The Godfather II uses The Godfather analytically, linking the violence of Sicily, Vito's progress in America, and Michael's brutal reign as Don in a cumulative vision of the order of things. The world of The Godfather, it turns out, was not any better than the world of The Godfather II, past or present. It was a world in transition, however, a transition associated with values that created false options and induced an illusion of choice. All the time, however, we were observing inevitables.

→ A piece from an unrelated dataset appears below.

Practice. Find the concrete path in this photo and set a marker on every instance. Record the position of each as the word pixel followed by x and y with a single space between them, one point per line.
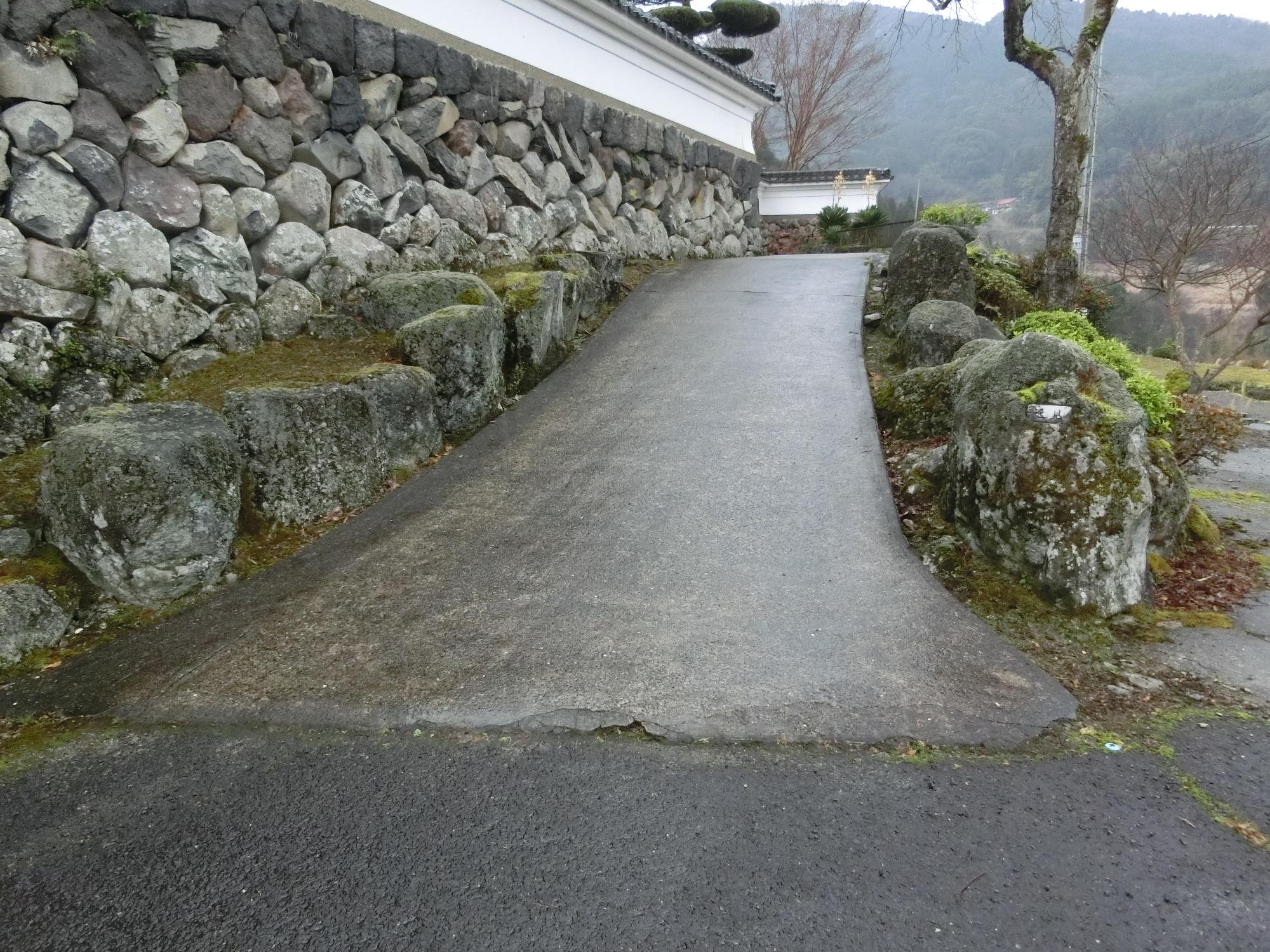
pixel 227 840
pixel 689 526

The restrained pace and overrefined visuals of both films keep us unagitated and untroubled by existential givens. One may well ask what good it would do to arouse concern, since everything seems out of our hands. Coppola's cutting, and graphic bloodletting—as subtle as a brass band—is a way of supplying, by aesthetic peroration, what will keep the audience absorbed in a period of moral and political inertia. It is not quite virtuosity in a vacuum; the vacuum demands the virtuosity. The lack of moral urgency, or a commitment to statement, is reflected in the films' temporal and narrative structures as well as in their unrelieved stylization. Within their noncommittal attitude, they can go back and forth, stretch scenes interminably, pan expansively, dolly at snail speed, intersperse flurries of action with long, static passages of characters staring at each other and whispering. They can (and do) take their time because there is no point in hurrying to where they have to go or in obeying the momentum of a strict causality. They cannot resolve anything for the audience, and so they take the “and then … and then … and then” route and work hard to keep the journey to nowhere interesting. Aesthetic considerations and an acute attention to the medium are forced into being by the absence of any other confident purpose. We are not “moved” by Michael sitting alone as night descends over his expensive property and his burdened conscience, but we appreciate the beauty of the image and the aesthetic finesse of the conception.